Domenico Losurdo e la comune umanità

Tra categorie del pensiero e conflitto sociale

di Salvatore Favenza

S. G. Azzarà, La comune umanità. Memoria di Hegel, critica del liberalismo e ricostruzione del materialismo storico in Domenico Losurdo, La Scuola di Pitagora, Napoli 2019

CR13 263x330La comune umanità. Memoria di Hegel, critica del liberalismo e ricostruzione del materialismo storico in Domenico Losurdo, di Stefano G. Azzarà, precedentemente edito dalle Editions Delga di Parigi nel 2012 ed ora pubblicato da "La Scuola di Pitagora" in edizione italiana riveduta, ampliata ed aggiornata dalle corpose integrazioni di Emiliano Alessandroni, costituisce una privilegiata chiave d’accesso all’itinerario di pensiero di Domenico Losurdo.

I tre capitoli di cui si compone il libro riguardano il confronto storico e filosofico di Losurdo con la storia del liberalismo, con la filosofia classica tedesca e con il materialismo storico.

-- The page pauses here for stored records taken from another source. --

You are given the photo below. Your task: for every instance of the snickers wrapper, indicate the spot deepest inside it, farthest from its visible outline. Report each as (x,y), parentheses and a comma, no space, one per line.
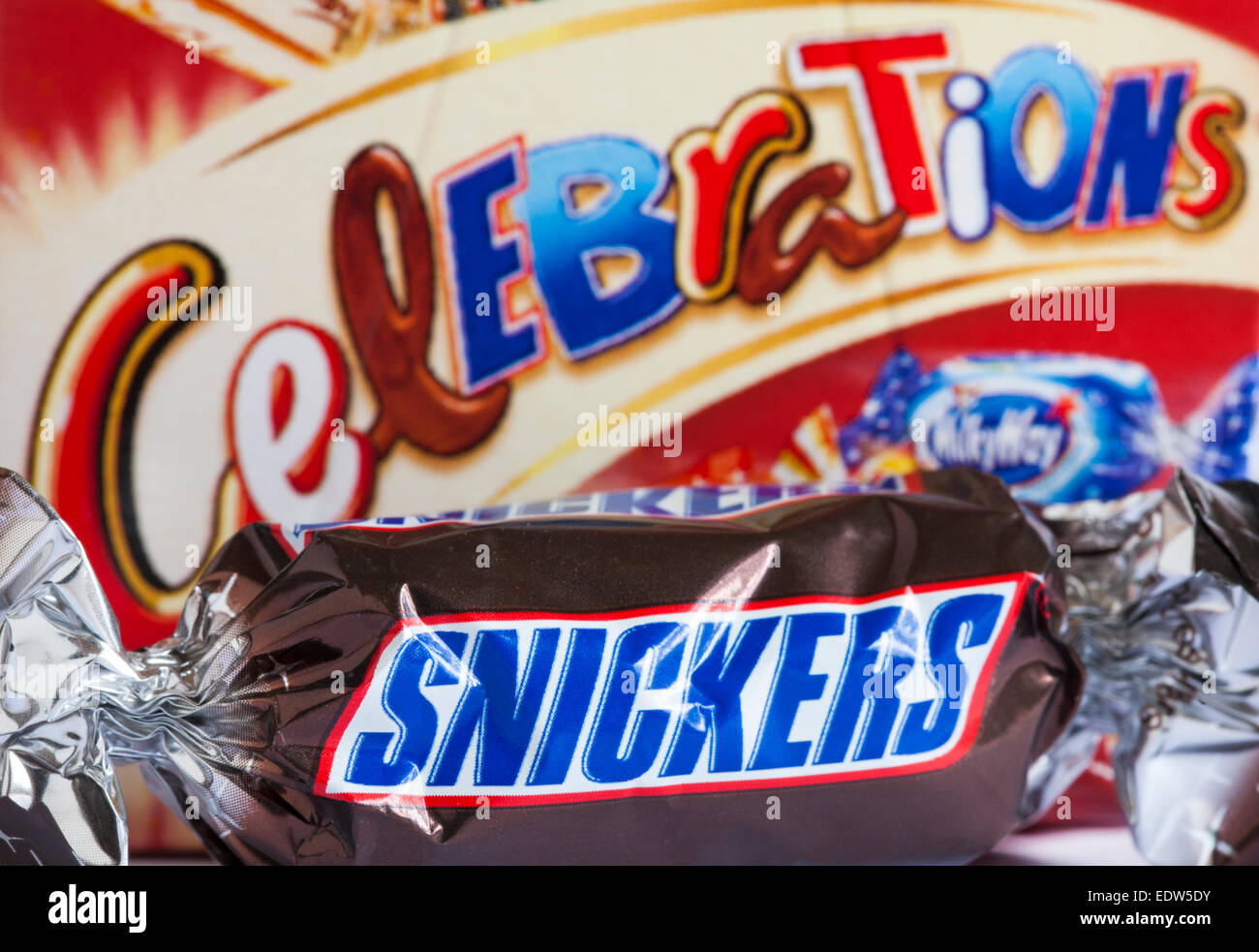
(685,675)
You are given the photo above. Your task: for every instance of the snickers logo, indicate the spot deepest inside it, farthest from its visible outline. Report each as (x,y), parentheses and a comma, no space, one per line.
(536,708)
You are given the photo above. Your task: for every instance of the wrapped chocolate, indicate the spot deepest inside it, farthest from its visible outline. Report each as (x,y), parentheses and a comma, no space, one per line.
(1162,592)
(1056,427)
(676,675)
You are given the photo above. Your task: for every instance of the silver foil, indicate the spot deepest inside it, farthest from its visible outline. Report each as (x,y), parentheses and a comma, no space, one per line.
(1162,611)
(75,704)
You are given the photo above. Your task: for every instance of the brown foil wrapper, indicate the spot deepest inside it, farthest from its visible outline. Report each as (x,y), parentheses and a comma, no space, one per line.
(235,718)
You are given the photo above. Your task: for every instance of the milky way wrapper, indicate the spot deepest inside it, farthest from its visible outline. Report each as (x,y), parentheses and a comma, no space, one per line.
(678,675)
(1162,592)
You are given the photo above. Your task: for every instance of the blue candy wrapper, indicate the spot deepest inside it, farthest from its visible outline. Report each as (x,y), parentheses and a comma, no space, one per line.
(1056,427)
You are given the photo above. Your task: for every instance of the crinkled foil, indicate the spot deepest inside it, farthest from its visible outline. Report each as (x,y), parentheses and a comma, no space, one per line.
(1162,611)
(74,703)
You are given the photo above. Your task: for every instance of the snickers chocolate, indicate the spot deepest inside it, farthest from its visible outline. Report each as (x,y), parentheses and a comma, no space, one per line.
(691,675)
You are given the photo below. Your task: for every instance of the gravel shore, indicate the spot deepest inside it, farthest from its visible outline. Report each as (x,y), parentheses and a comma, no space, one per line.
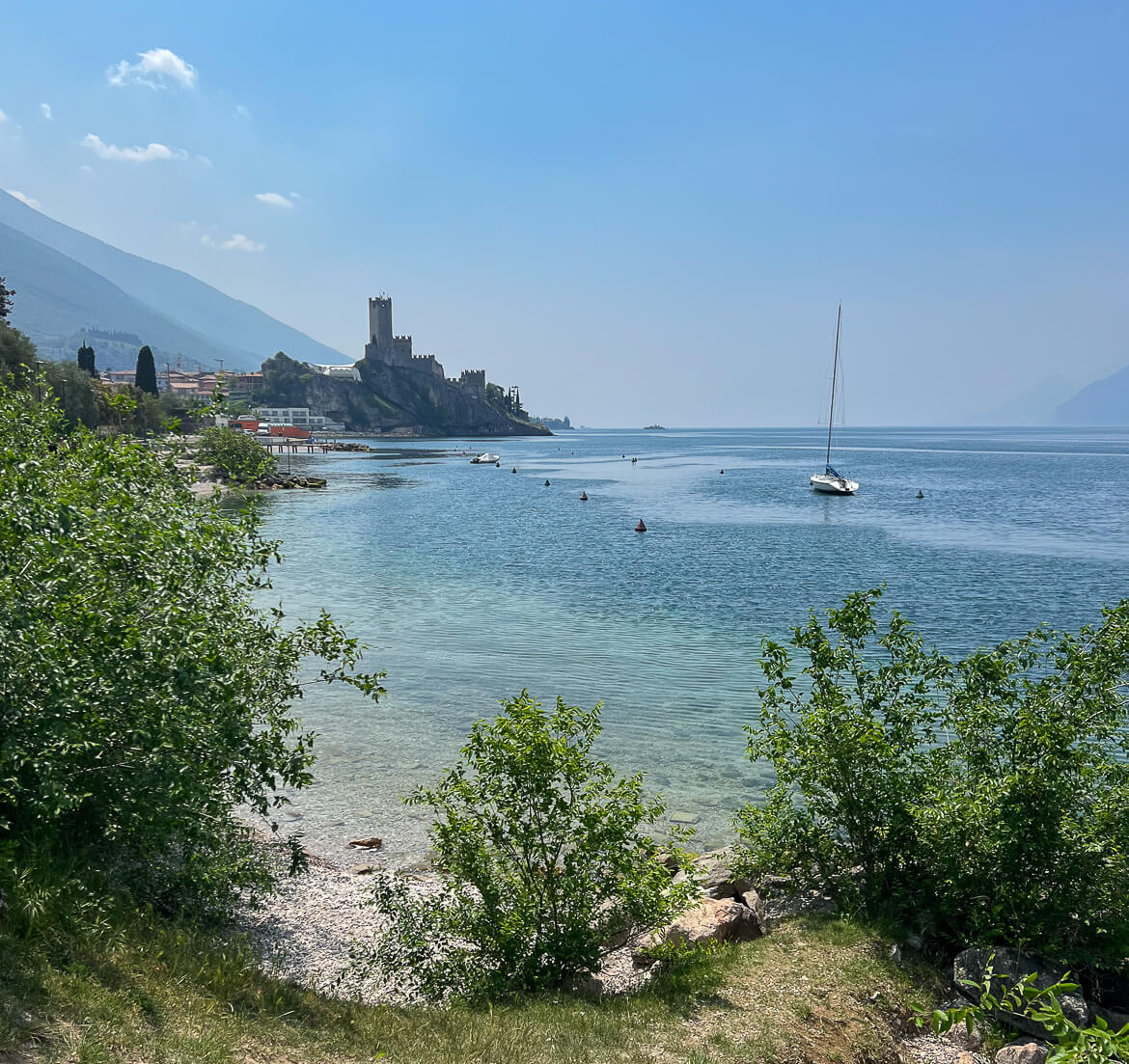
(307,930)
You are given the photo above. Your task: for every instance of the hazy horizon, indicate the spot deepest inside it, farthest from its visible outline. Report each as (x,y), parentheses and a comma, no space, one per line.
(636,213)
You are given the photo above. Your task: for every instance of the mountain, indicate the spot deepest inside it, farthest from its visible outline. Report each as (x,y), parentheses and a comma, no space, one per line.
(1103,403)
(57,299)
(1035,406)
(245,333)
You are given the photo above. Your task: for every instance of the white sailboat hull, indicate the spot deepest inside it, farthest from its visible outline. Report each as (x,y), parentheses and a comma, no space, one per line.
(834,485)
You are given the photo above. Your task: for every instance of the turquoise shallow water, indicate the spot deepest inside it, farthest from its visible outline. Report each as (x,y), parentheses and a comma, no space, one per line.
(471,583)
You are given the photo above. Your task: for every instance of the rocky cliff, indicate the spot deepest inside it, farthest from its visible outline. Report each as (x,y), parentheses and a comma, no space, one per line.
(391,399)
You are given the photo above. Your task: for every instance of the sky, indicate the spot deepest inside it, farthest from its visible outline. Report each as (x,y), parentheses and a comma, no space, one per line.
(637,212)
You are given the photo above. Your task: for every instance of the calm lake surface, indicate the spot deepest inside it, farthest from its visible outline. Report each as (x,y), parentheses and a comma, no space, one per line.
(471,583)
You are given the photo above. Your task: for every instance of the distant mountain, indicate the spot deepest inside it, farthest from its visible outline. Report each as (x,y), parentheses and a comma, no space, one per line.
(57,299)
(241,334)
(1103,403)
(1035,406)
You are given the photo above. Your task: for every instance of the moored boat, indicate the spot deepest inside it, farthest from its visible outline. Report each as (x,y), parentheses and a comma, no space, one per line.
(830,480)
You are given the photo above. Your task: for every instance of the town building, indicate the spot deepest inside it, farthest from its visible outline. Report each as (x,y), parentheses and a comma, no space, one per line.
(298,417)
(384,345)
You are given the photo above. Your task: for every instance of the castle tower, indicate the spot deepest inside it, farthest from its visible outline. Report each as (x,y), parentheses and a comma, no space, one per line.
(379,321)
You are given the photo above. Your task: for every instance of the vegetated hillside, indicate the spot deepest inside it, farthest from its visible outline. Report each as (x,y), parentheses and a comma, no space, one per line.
(57,298)
(228,323)
(1103,403)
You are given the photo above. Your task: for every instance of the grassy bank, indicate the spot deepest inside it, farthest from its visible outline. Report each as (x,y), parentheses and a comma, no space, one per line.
(141,989)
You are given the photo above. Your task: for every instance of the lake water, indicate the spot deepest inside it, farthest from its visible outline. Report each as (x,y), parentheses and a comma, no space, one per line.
(471,583)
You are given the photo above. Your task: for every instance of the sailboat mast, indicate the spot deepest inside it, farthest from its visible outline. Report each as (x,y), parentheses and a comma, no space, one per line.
(835,376)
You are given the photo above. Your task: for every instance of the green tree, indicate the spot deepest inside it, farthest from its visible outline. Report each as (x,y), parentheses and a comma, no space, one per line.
(239,458)
(17,356)
(144,696)
(86,360)
(75,392)
(544,858)
(145,376)
(285,381)
(6,294)
(984,800)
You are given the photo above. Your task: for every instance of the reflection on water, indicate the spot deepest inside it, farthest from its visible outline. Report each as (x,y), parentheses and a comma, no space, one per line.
(470,584)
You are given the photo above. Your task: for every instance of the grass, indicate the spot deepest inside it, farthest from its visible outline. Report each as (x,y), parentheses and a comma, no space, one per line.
(144,990)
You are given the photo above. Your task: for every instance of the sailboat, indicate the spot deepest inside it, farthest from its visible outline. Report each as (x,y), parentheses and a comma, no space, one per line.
(831,482)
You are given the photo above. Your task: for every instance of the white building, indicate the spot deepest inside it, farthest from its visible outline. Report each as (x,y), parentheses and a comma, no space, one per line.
(299,417)
(340,372)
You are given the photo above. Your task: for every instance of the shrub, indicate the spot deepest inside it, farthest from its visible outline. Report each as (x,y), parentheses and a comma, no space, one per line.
(1094,1044)
(144,697)
(543,858)
(238,457)
(983,800)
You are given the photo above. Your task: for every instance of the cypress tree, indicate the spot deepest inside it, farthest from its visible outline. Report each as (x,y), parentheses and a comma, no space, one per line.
(6,294)
(86,359)
(145,376)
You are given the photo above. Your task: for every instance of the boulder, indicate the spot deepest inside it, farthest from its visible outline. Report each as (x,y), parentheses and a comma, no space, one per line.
(715,872)
(757,904)
(372,843)
(710,921)
(1009,966)
(1023,1050)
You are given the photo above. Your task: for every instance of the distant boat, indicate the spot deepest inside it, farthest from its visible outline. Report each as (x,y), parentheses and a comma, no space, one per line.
(830,482)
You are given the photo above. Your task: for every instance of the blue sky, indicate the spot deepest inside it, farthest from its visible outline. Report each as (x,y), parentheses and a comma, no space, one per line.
(636,211)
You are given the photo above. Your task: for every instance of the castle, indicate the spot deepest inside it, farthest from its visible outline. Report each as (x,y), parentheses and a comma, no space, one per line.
(384,345)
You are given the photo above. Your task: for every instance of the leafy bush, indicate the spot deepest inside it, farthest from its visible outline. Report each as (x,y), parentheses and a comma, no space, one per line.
(1094,1044)
(983,800)
(543,859)
(143,696)
(238,457)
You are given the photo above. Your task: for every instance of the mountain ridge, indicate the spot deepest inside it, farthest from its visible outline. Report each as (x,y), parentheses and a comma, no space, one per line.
(247,334)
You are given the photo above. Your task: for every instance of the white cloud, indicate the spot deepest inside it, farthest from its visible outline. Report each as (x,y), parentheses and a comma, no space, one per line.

Secondo le narrazioni oggi in Occidente più gettonate, il liberalismo, nato tra Sei e Settecento presso le più illuminate intellettualità europee, lottò e vinse contro l’assolutismo monarchico facendo acquisire centralità al valore dell'individuo e realizzando lo stato di diritto. Dopodiché, una volta conferita una più o meno solida struttura alla sua propensione democratica, si trovò ad affrontare nemici ancora più temibili. Un parto gemellare di natura totalitaria diede infatti vita a nazismo e comunismo che, affratellati dalla comune natura dispotica, hanno tentato entrambi di contendere al mondo liberale la guida del Novecento. Fortunatamente, tuttavia, il liberalismo vinse anche quest’ultima battaglia e a tutt'oggi si candida a prosperare sull'intero globo, esportando il proprio modello sociale e politico, garanzia di serenità e di pace.

Domenico Losurdo ha mostrato l’inconsistenza di una simile narrazione, opponendo a questa storia sacra (la cui credibilità è stata favorita dalla sconfitta dei tentativi di costruzione del socialismo in Europa orientale) una storia profana, finora abilmente schivata dalla luce dei riflettori.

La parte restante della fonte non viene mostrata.